SSK, K2TOG, and how to use them

Knitting: A guide to decreases

11/22/13

There are a lot of ways to decrease the number of stitches in your knitting. One thing to consider is whether you want a "left-leaning" or "right-leaning" decrease. Meaning, which way do you want the lines to go?

K2TOG is one of the most common decreases, and it's the easiest one for beginning knitters to master. Instead of knitting one stitch on the left-hand needle, you push your needle through two stitches and knit them together. Boom: done. This is a right-leaning decrease.

SSK is the natural complement to K2TOG. It is a left-leaning decrease where you… well, that part depends. The classic instruction is to slip the next two stitches as if to knit, put them back on the left-hand needle, and knit them together through the back loop.

However, you get far better results with other methods of SSK. My personal favorite is to slip the first stitch as if to knit, the second as if to purl, then knit both through the back loop.

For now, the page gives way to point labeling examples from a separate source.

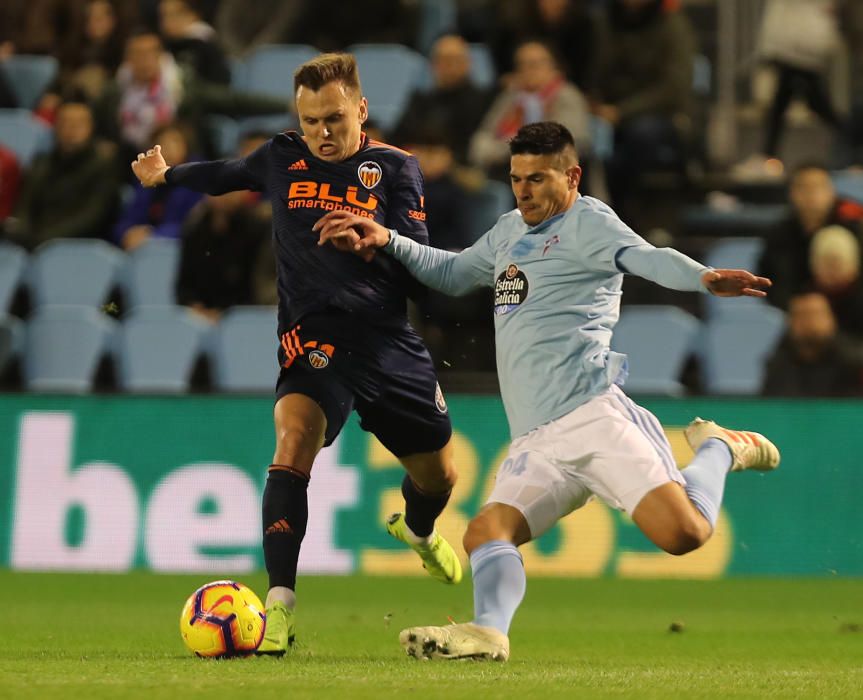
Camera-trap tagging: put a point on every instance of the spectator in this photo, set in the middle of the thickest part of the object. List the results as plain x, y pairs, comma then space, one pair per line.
642, 86
798, 37
90, 56
152, 90
568, 26
192, 41
10, 182
159, 211
814, 205
539, 92
453, 106
71, 191
8, 100
813, 359
835, 265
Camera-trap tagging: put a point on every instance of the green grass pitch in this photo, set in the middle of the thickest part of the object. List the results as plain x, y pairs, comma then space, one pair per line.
88, 636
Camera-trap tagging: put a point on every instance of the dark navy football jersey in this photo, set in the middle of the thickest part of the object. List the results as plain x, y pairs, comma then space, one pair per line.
379, 181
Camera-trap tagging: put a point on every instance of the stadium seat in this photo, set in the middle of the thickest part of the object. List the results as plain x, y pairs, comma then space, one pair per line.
601, 137
269, 70
734, 349
63, 346
79, 271
657, 340
23, 134
849, 185
243, 353
482, 70
389, 74
13, 263
29, 77
10, 339
437, 17
702, 75
224, 133
150, 275
157, 347
733, 254
487, 205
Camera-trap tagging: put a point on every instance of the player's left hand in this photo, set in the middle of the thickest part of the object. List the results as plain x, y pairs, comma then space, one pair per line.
351, 233
735, 283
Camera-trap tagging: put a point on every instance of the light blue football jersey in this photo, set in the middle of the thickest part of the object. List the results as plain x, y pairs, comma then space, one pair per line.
557, 289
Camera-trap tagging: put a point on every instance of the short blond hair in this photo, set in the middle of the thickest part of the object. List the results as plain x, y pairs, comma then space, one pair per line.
836, 242
328, 68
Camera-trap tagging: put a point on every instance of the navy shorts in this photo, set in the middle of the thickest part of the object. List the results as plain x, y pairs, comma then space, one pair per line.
385, 373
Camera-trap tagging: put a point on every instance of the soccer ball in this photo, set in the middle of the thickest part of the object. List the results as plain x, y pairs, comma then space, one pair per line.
223, 619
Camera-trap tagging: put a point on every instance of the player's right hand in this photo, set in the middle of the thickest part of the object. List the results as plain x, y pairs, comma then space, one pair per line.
349, 232
150, 167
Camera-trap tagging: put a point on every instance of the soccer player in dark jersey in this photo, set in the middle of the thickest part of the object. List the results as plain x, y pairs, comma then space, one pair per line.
345, 342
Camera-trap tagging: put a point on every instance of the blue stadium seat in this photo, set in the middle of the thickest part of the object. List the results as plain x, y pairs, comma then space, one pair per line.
13, 263
733, 254
29, 77
243, 352
150, 274
157, 347
10, 338
79, 271
601, 137
23, 134
63, 346
224, 133
437, 17
734, 349
657, 340
848, 184
389, 74
269, 70
482, 70
702, 75
487, 205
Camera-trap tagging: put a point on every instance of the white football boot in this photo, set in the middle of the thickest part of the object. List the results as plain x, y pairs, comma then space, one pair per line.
456, 641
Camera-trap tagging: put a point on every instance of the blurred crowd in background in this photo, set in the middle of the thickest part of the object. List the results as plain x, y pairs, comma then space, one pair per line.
632, 80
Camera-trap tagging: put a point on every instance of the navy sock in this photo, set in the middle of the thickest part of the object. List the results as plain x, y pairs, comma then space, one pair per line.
421, 508
285, 516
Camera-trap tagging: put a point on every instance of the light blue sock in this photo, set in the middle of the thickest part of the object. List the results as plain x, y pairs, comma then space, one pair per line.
705, 477
498, 584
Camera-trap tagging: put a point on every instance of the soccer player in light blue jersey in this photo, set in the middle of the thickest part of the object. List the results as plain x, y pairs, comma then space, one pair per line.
556, 265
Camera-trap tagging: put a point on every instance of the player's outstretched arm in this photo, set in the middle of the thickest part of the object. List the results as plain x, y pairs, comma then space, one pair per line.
735, 283
455, 274
150, 167
210, 176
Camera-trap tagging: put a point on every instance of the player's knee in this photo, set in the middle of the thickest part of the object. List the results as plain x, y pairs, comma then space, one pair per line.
480, 530
438, 476
295, 445
687, 537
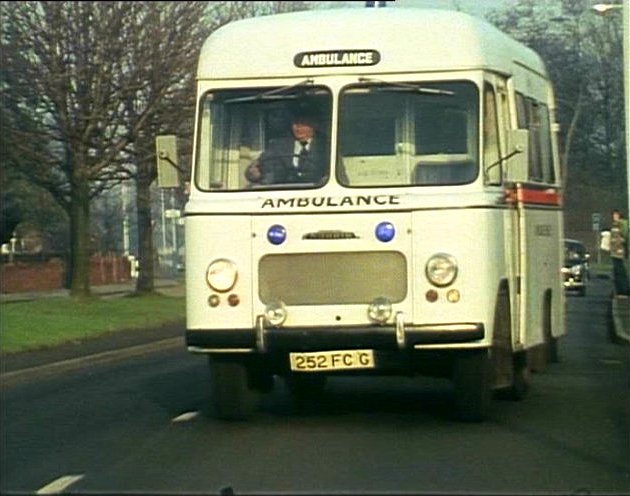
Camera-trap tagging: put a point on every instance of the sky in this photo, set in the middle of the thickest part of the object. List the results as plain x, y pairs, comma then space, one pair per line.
475, 7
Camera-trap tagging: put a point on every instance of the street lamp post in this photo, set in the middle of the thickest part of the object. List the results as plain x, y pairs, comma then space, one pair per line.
603, 9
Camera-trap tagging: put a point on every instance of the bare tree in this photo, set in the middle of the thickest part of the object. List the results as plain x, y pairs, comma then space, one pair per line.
65, 76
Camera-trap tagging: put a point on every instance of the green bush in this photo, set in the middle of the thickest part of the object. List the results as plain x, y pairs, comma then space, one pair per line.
47, 322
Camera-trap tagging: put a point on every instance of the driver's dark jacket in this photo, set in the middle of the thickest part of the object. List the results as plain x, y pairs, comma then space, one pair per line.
277, 162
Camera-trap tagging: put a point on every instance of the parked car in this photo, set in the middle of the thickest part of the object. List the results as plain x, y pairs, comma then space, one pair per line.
576, 266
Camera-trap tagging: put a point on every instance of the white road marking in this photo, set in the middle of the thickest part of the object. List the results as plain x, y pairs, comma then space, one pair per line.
60, 485
185, 417
610, 361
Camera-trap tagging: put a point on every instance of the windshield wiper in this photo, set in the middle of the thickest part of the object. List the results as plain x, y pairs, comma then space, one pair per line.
275, 94
406, 87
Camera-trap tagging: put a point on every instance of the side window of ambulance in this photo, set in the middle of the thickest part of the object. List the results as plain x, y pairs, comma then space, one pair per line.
534, 116
491, 152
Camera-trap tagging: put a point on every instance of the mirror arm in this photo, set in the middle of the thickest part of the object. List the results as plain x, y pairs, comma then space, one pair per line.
164, 156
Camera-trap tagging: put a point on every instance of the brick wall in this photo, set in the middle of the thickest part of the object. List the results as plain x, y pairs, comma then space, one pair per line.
45, 276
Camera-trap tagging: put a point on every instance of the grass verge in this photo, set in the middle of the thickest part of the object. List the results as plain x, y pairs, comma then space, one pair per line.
48, 322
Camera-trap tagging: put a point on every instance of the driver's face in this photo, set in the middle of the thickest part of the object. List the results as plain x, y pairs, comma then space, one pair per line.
302, 130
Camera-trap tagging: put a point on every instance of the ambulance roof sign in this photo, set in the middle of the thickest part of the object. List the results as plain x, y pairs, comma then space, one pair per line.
337, 58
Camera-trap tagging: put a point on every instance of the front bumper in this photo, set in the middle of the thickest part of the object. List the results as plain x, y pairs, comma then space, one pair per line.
285, 339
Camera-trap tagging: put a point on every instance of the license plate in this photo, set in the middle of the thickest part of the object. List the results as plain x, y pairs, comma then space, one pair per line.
322, 361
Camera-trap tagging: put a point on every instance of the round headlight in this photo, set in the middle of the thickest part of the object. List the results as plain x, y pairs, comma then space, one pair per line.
380, 310
275, 313
221, 275
441, 269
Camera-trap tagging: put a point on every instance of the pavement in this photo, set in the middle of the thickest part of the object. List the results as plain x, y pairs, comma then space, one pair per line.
15, 367
620, 310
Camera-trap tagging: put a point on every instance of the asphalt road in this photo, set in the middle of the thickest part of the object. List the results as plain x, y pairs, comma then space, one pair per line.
133, 424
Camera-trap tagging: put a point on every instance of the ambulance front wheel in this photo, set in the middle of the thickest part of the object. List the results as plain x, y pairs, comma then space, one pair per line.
471, 378
231, 396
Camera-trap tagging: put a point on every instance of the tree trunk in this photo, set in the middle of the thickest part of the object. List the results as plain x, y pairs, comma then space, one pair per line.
80, 238
144, 283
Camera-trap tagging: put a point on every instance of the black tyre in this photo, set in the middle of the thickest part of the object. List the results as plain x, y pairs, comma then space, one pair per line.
471, 378
231, 397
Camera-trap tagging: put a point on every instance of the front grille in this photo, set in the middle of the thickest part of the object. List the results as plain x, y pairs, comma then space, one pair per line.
332, 278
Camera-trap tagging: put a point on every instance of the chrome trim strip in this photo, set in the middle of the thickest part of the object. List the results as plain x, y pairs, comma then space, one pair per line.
400, 330
202, 351
260, 334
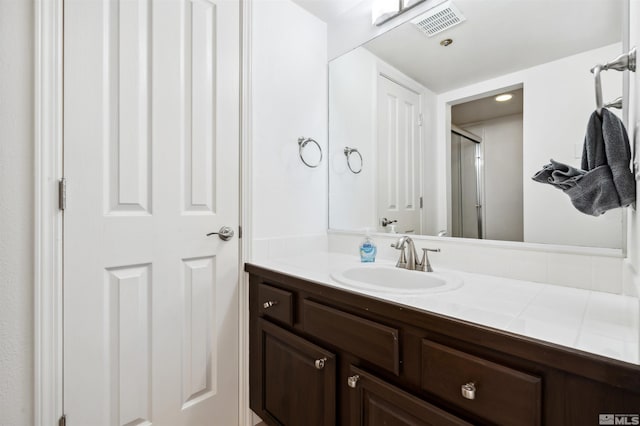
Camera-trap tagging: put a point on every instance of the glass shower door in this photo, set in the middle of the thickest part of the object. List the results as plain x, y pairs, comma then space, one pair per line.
466, 196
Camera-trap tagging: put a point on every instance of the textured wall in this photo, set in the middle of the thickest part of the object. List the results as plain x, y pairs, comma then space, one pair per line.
289, 77
16, 212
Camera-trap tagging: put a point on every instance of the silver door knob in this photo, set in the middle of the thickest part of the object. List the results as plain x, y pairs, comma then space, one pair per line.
225, 233
469, 390
319, 363
352, 381
269, 303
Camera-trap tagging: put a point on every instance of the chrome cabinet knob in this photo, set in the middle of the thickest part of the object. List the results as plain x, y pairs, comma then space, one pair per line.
225, 233
269, 303
319, 363
469, 390
352, 381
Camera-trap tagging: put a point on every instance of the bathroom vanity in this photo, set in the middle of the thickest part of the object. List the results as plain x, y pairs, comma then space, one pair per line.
325, 355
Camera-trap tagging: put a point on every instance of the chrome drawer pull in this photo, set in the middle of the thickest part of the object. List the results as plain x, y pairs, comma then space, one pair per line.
353, 381
469, 390
320, 363
269, 303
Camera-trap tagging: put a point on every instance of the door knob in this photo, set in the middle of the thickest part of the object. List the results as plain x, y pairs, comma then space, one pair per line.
225, 233
469, 390
352, 381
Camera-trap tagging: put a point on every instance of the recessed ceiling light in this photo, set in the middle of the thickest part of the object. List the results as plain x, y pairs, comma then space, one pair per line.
504, 97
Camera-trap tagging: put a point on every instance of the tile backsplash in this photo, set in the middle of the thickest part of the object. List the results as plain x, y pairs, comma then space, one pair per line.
589, 271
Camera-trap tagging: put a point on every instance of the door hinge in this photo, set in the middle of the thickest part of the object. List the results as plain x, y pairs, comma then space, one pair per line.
62, 194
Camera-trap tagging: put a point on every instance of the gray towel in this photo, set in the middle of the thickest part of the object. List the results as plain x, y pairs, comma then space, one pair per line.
560, 175
605, 182
595, 192
618, 151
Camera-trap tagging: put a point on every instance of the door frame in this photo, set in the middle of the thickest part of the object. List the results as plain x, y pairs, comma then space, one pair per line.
48, 168
48, 218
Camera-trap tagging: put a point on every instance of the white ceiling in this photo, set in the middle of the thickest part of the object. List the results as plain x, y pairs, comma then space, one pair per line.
327, 10
486, 109
498, 37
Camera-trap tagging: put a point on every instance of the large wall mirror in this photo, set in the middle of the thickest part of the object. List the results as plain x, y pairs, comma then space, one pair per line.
440, 153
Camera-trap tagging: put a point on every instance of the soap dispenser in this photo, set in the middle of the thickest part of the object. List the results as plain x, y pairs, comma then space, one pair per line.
368, 249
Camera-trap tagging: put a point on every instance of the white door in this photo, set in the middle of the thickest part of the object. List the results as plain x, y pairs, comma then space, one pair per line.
151, 159
399, 154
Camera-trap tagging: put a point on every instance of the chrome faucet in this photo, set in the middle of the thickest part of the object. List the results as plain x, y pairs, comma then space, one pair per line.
408, 255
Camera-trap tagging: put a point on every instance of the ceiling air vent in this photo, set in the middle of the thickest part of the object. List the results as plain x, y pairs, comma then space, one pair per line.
438, 19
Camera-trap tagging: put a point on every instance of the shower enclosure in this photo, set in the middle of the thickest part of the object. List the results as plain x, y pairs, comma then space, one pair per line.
466, 184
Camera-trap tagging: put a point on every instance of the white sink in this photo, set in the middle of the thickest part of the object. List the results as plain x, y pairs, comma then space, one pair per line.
389, 279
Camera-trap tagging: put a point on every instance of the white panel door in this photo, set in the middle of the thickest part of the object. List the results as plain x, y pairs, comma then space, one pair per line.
151, 157
399, 154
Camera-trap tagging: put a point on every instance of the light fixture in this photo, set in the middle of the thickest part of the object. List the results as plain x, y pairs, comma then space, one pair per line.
384, 9
504, 97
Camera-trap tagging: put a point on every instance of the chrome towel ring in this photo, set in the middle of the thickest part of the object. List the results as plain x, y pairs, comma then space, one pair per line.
347, 152
302, 143
626, 61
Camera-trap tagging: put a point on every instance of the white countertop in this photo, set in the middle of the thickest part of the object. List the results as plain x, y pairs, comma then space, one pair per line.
599, 323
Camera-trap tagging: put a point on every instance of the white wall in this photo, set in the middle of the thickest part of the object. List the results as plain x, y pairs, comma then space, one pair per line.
632, 263
289, 90
352, 122
558, 100
16, 212
502, 158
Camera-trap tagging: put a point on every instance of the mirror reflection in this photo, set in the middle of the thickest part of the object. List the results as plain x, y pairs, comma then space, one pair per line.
443, 152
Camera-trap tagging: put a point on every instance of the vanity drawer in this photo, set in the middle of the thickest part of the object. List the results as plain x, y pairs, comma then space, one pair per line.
275, 303
502, 395
368, 340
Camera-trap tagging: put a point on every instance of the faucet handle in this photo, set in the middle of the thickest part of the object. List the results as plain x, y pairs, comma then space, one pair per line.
425, 265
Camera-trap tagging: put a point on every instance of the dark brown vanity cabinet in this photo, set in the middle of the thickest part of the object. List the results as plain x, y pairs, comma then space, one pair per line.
297, 384
324, 356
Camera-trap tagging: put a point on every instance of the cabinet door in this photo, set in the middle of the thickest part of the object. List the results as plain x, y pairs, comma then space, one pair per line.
297, 379
374, 402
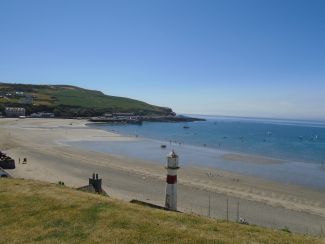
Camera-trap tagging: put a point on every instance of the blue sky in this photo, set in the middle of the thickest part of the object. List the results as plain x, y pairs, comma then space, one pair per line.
245, 58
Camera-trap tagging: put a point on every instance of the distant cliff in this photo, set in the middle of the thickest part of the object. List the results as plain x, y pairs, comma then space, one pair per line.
71, 101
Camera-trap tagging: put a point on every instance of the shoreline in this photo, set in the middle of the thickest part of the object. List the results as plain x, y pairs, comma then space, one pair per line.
263, 202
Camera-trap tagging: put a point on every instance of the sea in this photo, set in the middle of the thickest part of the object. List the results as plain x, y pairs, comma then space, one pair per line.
289, 151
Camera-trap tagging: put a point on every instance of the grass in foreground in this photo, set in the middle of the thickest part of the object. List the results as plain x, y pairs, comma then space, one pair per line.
32, 211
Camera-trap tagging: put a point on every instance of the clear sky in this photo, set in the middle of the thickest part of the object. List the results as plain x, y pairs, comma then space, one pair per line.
263, 58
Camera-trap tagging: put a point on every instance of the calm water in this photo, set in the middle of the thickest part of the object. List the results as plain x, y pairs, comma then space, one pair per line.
293, 140
300, 144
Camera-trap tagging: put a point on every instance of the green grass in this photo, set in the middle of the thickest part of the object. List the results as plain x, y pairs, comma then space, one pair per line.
32, 212
74, 101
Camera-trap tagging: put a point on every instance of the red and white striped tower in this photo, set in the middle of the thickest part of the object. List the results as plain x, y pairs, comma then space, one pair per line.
171, 186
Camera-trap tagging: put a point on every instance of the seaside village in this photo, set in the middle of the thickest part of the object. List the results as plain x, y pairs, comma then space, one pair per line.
95, 183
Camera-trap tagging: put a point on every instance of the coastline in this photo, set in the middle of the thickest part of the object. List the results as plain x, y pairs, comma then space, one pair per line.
263, 202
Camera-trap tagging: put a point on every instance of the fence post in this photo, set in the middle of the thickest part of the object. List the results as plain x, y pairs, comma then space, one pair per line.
227, 209
238, 211
209, 211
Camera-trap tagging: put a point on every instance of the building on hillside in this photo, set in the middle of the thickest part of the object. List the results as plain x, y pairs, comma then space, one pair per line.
42, 115
15, 112
26, 100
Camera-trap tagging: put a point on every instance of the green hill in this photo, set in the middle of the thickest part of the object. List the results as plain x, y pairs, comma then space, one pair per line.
32, 211
71, 101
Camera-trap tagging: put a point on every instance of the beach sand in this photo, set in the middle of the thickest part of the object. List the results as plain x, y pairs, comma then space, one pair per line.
261, 202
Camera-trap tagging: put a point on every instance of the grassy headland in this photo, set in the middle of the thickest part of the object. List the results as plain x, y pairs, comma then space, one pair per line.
32, 211
71, 101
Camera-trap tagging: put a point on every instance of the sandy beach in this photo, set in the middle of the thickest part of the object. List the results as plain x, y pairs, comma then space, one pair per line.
261, 202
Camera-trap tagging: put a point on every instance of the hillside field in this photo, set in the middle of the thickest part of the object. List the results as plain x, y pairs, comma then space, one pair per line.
71, 101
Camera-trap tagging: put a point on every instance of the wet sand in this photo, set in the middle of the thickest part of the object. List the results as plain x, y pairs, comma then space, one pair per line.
261, 202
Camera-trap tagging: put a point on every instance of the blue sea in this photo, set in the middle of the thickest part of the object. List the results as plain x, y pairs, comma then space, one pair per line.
298, 146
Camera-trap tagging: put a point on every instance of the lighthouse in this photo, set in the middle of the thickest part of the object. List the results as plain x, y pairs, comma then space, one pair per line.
171, 181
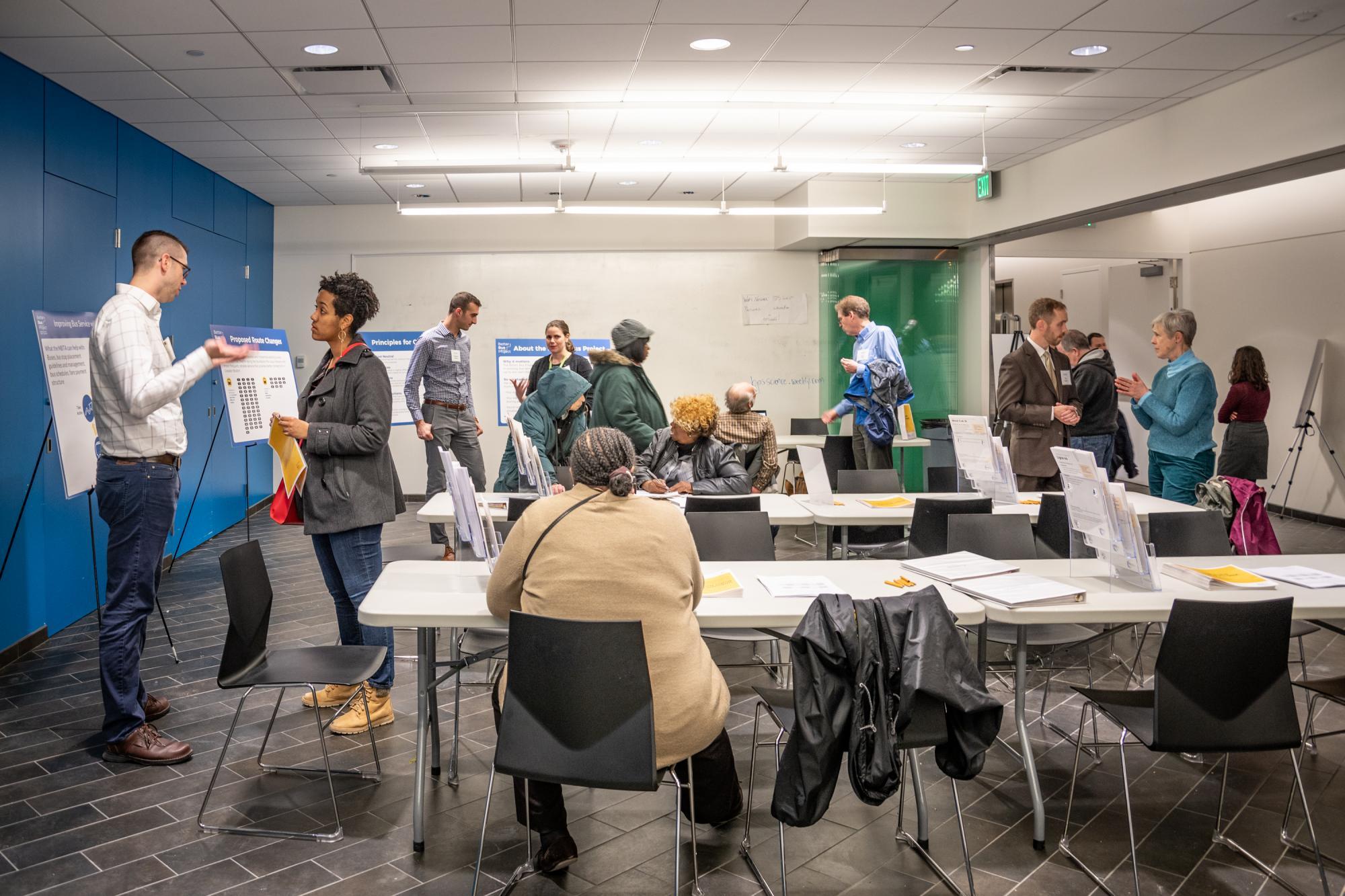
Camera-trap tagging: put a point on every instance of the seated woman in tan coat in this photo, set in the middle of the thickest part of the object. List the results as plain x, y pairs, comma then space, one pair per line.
586, 568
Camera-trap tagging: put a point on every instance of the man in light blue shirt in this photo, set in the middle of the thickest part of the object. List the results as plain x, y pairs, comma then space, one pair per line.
871, 343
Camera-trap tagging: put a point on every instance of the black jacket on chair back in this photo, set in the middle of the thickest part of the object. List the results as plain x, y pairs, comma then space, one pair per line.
859, 667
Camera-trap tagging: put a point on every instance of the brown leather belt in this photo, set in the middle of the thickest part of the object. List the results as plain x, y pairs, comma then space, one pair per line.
173, 460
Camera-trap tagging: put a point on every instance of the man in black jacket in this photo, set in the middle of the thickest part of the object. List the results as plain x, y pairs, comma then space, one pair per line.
1096, 384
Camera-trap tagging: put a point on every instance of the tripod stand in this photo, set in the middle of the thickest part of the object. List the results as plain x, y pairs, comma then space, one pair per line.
1296, 451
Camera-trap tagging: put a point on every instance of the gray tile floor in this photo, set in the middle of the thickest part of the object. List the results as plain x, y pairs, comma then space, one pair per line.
71, 823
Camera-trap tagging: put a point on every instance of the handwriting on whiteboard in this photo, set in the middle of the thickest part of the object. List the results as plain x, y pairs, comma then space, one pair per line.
759, 311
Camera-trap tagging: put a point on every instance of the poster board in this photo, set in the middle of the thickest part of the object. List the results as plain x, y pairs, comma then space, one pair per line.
64, 343
514, 360
395, 349
260, 385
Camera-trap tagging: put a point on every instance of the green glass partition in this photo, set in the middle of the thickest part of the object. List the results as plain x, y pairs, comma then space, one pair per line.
914, 292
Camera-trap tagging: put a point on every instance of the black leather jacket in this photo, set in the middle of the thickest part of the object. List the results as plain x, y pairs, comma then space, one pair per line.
859, 669
715, 466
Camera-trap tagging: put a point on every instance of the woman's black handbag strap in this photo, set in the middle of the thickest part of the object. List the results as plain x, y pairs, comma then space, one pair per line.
547, 532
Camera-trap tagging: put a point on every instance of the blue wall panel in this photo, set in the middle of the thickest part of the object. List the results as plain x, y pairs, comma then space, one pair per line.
81, 140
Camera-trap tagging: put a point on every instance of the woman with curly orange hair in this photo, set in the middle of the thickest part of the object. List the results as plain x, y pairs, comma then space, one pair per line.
687, 458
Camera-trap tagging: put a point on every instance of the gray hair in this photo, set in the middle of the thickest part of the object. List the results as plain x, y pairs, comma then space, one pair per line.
740, 397
1179, 321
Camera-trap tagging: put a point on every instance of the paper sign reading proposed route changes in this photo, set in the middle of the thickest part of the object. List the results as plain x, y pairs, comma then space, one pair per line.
260, 385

SSK is a bit trickier to master. I will admit that as a beginning knitter, whenever I encountered SSK I just ignored it and did K2TOG instead. Nobody died and I didn't get arrested, but my knitting didn't look as nice as it could have. Designers don't specify SSK just to mess with you, they do it because it works best for that spot in the pattern.

The next consideration is the placement. I have had this go wrong, myself. If you knit the same number of stitches before decreasing on every row, you will end up spiraling the decreases around (when knitting in the round) or putting them on a diagonal (if knitting back and forth).

Sometimes this is what you want, as with a line of raglan decreases. Other times it makes a weird spiral so that the garment doesn't fit right and looks strange. I made several weird hats and twisting pairs of fingerless mitts before I figured that one out.